Mr Selfridge star Amy Morgan plays Dee, a 33-year-old Swansea lass, newly-single and new to London. Her shoebox flat is a shithole. Her fridge doubles up as a bedside table; her stuff lives in laundry bags crammed into the corner. Her desk is dotted with empties, her bin's full of used tissues and her loo's been broken for a few days now. Squat in the shower, shit at the gym. How's that for a life motto?
The thing is, Dee pulls it off, this eternal student lifestyle; Pringles for dinner, Haribo for dessert. It's her prerogative, to live as she pleases and – increasingly – it looks like a rebellion against the usual expectations pressed on women her age: mortgages, marriages, kids. Writer Vicky Jones (who directed Phoebe Waller-Bridge in Fleabag) shows us Dee's dating exploits: a revolving door of brief flings and casual f**ks. There's the disapproving new boyfriend and her flirty girlfriend from the gym; Miles, a weathered old fetishist, who wants to show her the ropes, so to speak and the cocky, fun-filled teen intern from work; plus her straight-laced ex, Sam from Swansea.
It adds up to a sense of possibility. Dee's a different person with each of her dates and Morgan does well to keep the real her visible – bubbly but blunt – even as she tries personalities on for size. Jones diagnoses a generation that's spoilt for choice and scared of choosing. That ambiguity is the play's strongest suit: defending Dee's right to her lifestyle, while simultaneously raising an eyebrow at it. She comes across no less childish than Betty Friedan's 1950s housewives in The Feminine Mystique. Indeed, it's almost as if the sexes have swapped roles – broody men, boozy women. One scene takes that to its end-point when Dee drags one of her shags outside, parading him down the street in her clothes.
Despite a steady stream of decent jokes, it's the form that's flat-footed. Touch never really finds a distinct shape for its story and Jones' own direction lets it go slack – little more than some strong characterisation. James Clark finds the kindness that underpins kink, and Matthew Aubrey lets a wetness leak out of a strongman in a boilersuit.

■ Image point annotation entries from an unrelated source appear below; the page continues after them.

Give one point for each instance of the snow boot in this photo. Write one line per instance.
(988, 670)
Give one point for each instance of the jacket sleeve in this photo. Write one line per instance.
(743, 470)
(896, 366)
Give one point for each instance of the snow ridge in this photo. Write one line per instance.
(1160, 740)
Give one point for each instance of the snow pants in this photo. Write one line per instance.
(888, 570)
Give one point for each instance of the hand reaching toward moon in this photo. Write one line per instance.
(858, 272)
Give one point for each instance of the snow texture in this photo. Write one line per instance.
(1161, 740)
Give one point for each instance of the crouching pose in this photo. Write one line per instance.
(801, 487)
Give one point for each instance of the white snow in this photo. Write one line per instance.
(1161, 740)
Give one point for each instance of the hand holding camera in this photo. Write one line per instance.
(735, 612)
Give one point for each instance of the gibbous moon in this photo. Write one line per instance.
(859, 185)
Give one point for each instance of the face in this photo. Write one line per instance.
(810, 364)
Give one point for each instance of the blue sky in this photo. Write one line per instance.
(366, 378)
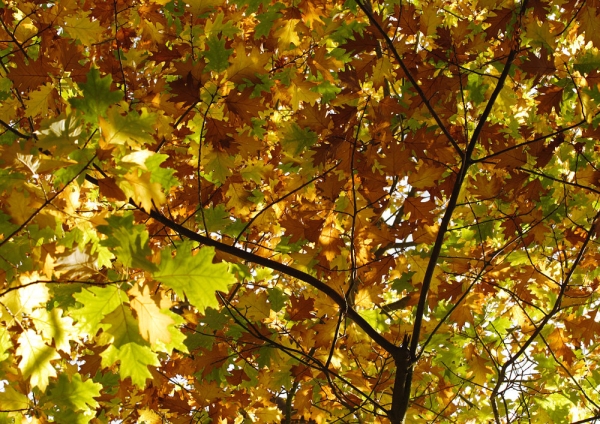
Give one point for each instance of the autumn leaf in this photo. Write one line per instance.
(195, 276)
(153, 323)
(269, 211)
(36, 359)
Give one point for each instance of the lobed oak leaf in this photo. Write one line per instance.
(426, 176)
(245, 67)
(300, 91)
(40, 101)
(76, 393)
(420, 209)
(194, 277)
(589, 21)
(29, 76)
(479, 369)
(139, 187)
(36, 359)
(300, 308)
(153, 324)
(109, 188)
(84, 29)
(242, 106)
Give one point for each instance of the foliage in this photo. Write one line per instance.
(299, 211)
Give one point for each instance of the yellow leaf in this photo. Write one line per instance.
(245, 67)
(479, 369)
(36, 357)
(268, 415)
(152, 322)
(144, 192)
(287, 34)
(9, 109)
(18, 207)
(54, 326)
(39, 101)
(426, 176)
(148, 416)
(33, 295)
(82, 28)
(199, 7)
(300, 92)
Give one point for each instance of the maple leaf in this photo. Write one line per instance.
(97, 96)
(36, 358)
(82, 28)
(549, 98)
(194, 277)
(132, 129)
(245, 67)
(217, 55)
(76, 393)
(140, 187)
(153, 323)
(40, 100)
(97, 302)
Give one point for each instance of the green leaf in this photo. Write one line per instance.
(134, 359)
(164, 176)
(133, 129)
(13, 400)
(75, 394)
(216, 218)
(97, 96)
(194, 276)
(376, 319)
(97, 302)
(296, 139)
(277, 298)
(267, 20)
(128, 242)
(36, 357)
(217, 55)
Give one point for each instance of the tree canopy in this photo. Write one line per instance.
(299, 211)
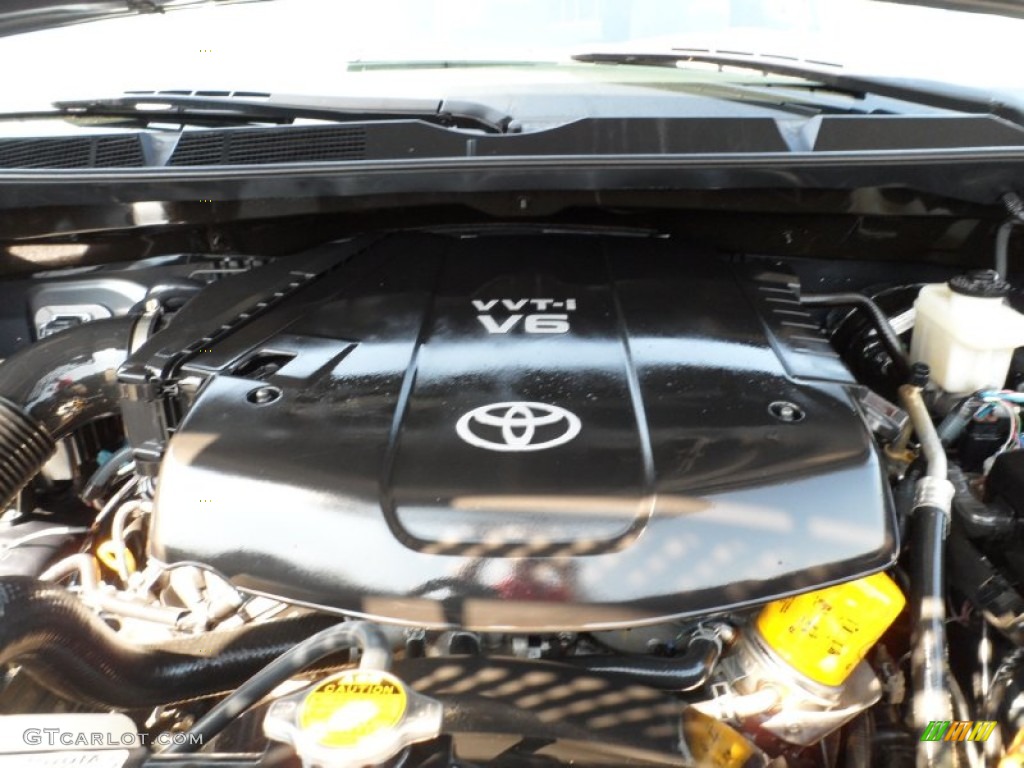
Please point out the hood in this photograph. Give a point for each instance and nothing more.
(17, 16)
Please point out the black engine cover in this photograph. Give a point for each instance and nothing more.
(528, 432)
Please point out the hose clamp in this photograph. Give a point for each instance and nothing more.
(934, 492)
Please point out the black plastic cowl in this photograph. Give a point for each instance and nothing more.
(53, 387)
(980, 284)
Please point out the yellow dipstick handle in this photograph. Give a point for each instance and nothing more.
(825, 633)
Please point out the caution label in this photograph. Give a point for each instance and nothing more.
(350, 706)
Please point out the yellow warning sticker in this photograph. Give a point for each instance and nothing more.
(713, 743)
(350, 706)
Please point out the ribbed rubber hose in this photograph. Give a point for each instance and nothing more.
(25, 446)
(65, 647)
(51, 388)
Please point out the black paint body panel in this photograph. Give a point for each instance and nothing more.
(681, 494)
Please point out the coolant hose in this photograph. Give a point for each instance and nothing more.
(68, 649)
(687, 672)
(51, 388)
(376, 655)
(929, 524)
(888, 337)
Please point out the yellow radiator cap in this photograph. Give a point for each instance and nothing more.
(352, 718)
(825, 633)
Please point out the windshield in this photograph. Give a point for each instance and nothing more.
(309, 46)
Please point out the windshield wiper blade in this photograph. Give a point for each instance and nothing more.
(926, 92)
(188, 109)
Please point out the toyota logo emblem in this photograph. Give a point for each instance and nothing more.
(518, 426)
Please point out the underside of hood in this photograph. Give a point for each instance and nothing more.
(19, 16)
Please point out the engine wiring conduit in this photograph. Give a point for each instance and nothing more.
(890, 340)
(51, 388)
(61, 644)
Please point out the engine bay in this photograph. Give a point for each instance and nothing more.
(512, 496)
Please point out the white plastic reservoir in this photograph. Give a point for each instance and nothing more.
(966, 332)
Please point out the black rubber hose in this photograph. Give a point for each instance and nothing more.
(687, 672)
(97, 484)
(65, 647)
(878, 318)
(376, 655)
(51, 388)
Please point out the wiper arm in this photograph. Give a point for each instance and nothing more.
(189, 109)
(926, 92)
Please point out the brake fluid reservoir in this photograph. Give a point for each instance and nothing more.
(966, 332)
(825, 634)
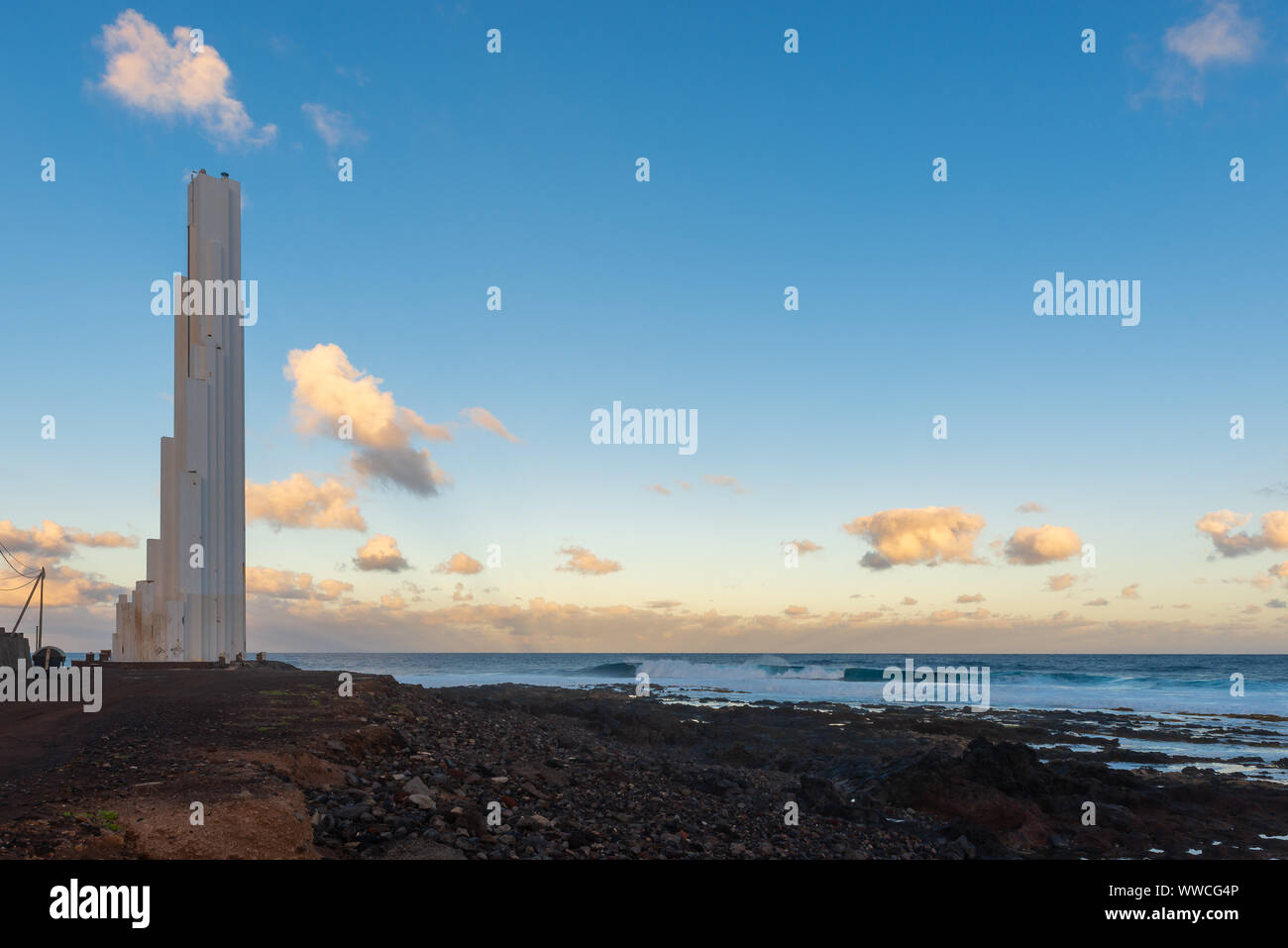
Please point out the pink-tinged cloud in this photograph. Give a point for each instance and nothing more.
(804, 546)
(1220, 527)
(917, 535)
(488, 421)
(54, 540)
(63, 587)
(282, 583)
(335, 399)
(170, 80)
(381, 553)
(460, 563)
(300, 502)
(1044, 544)
(725, 480)
(583, 561)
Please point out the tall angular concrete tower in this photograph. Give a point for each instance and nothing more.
(192, 607)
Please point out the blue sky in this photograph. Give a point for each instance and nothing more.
(767, 170)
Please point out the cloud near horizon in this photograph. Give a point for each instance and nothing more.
(297, 501)
(54, 540)
(282, 583)
(1219, 526)
(1044, 544)
(459, 563)
(381, 553)
(917, 535)
(583, 561)
(333, 398)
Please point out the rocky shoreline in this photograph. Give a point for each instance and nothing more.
(284, 768)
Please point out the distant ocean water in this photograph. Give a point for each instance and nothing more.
(1171, 686)
(1081, 682)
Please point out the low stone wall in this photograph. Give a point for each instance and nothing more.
(14, 647)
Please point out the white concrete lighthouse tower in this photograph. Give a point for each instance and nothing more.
(192, 607)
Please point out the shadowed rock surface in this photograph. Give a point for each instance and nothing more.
(286, 768)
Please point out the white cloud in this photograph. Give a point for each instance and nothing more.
(168, 80)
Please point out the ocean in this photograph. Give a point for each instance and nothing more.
(1188, 695)
(1082, 682)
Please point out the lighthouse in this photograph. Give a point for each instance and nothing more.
(192, 604)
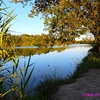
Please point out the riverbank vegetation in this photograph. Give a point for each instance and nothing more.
(43, 40)
(84, 15)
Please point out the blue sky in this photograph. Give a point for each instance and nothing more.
(22, 22)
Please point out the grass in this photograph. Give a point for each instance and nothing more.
(46, 89)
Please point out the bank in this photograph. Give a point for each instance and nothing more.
(49, 87)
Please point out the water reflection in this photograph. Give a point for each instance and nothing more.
(62, 60)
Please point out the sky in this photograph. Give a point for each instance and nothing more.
(22, 23)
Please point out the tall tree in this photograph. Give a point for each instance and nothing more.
(68, 16)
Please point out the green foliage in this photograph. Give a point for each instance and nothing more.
(5, 20)
(16, 80)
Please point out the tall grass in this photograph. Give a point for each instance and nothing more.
(15, 82)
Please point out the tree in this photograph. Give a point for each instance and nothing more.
(5, 20)
(68, 16)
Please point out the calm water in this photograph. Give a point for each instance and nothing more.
(63, 63)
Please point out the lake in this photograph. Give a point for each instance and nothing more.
(62, 61)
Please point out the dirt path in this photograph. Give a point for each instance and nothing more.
(85, 88)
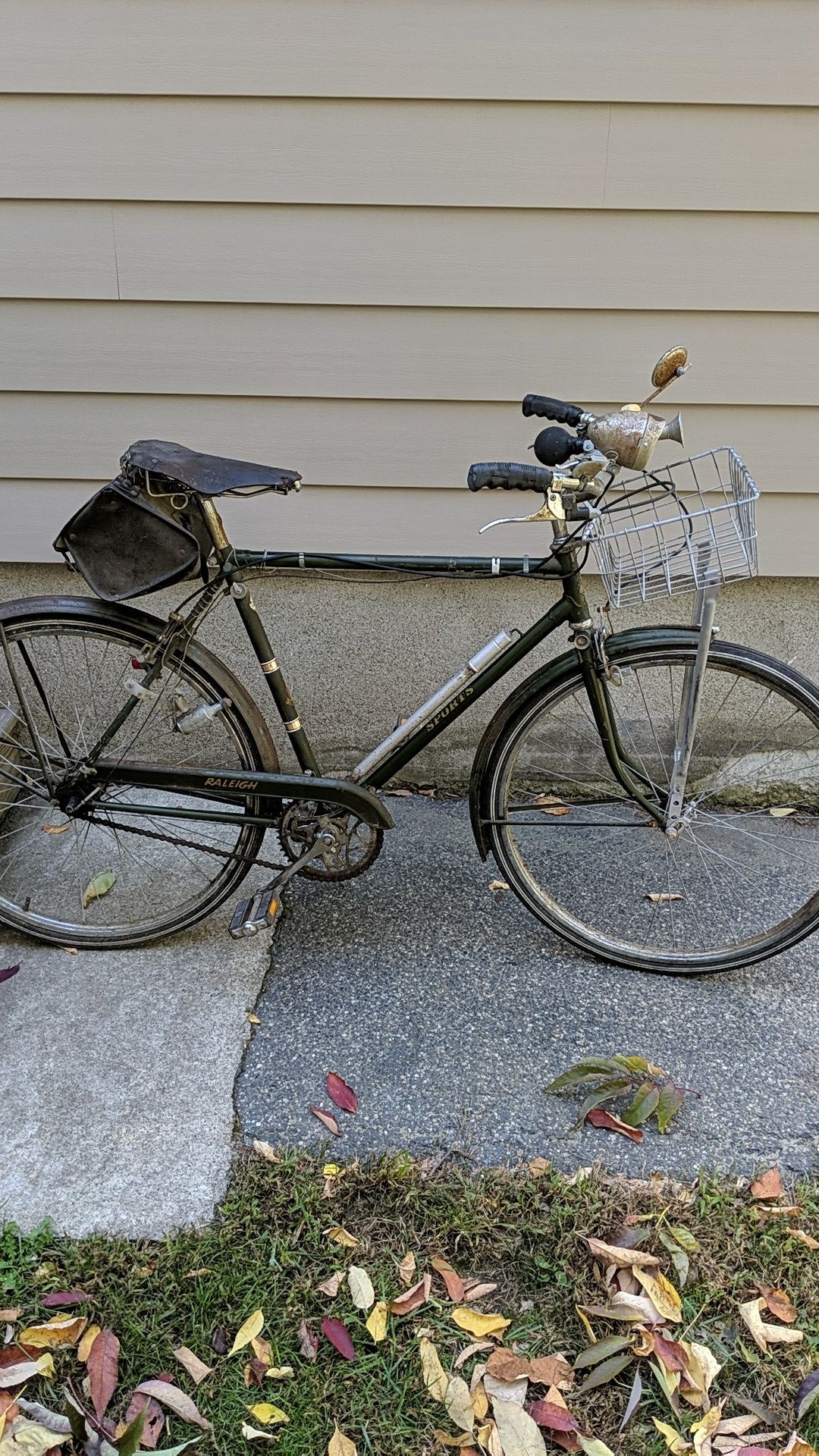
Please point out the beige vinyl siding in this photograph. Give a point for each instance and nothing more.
(376, 353)
(722, 52)
(349, 235)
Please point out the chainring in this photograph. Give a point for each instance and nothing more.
(352, 851)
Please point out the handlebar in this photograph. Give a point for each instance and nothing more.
(547, 408)
(497, 475)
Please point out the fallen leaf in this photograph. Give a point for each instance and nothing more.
(341, 1094)
(553, 1417)
(331, 1285)
(662, 1293)
(624, 1258)
(268, 1414)
(376, 1324)
(308, 1341)
(479, 1324)
(513, 1391)
(63, 1329)
(89, 1335)
(452, 1280)
(538, 1166)
(98, 887)
(327, 1119)
(598, 1117)
(803, 1238)
(458, 1404)
(341, 1445)
(673, 1440)
(175, 1400)
(340, 1235)
(248, 1331)
(764, 1334)
(193, 1365)
(338, 1335)
(779, 1304)
(436, 1378)
(102, 1370)
(267, 1152)
(362, 1289)
(770, 1185)
(518, 1433)
(407, 1269)
(806, 1395)
(413, 1299)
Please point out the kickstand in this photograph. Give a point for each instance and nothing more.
(260, 910)
(704, 609)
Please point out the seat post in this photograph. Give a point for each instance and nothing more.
(260, 639)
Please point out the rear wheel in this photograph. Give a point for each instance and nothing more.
(85, 883)
(738, 884)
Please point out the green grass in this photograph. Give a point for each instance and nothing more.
(267, 1248)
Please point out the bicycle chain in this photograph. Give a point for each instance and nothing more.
(190, 843)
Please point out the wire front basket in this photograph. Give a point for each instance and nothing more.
(682, 526)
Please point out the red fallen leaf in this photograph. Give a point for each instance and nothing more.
(327, 1119)
(452, 1280)
(63, 1299)
(553, 1417)
(338, 1335)
(102, 1369)
(770, 1185)
(598, 1117)
(341, 1094)
(153, 1423)
(670, 1353)
(413, 1299)
(308, 1341)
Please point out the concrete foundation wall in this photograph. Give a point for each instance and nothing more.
(360, 653)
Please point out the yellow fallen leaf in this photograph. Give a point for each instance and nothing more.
(362, 1289)
(703, 1430)
(340, 1235)
(25, 1438)
(458, 1404)
(662, 1293)
(376, 1324)
(477, 1324)
(268, 1414)
(436, 1378)
(341, 1445)
(88, 1341)
(265, 1150)
(248, 1331)
(63, 1329)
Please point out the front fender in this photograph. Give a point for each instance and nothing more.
(548, 676)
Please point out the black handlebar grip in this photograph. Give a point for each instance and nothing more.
(556, 446)
(497, 475)
(558, 410)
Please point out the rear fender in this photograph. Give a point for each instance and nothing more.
(551, 674)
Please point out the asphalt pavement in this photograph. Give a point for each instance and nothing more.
(447, 1008)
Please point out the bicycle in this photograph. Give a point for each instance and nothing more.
(139, 778)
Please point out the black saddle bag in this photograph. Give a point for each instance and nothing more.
(137, 535)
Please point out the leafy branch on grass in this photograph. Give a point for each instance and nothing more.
(651, 1092)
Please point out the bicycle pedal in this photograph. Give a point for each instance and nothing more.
(257, 913)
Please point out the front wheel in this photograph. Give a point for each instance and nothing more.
(738, 884)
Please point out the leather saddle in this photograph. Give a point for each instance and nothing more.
(209, 475)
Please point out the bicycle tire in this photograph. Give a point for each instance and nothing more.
(542, 693)
(120, 634)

Tonally, however, it's pure studio sitcom – think Two Packs of Condoms and a Bottle of Lube – and the whole thing feels like little more than a calling card for a six-part series. Jones never quite finds the gross humour of squalor in the way that, say, Stefan Golaszewski's Him & Her revelled in, and winds up with a slobby Secret Diary of a Call Girl instead. It's not a complete mess, just a bit scruffy and stale.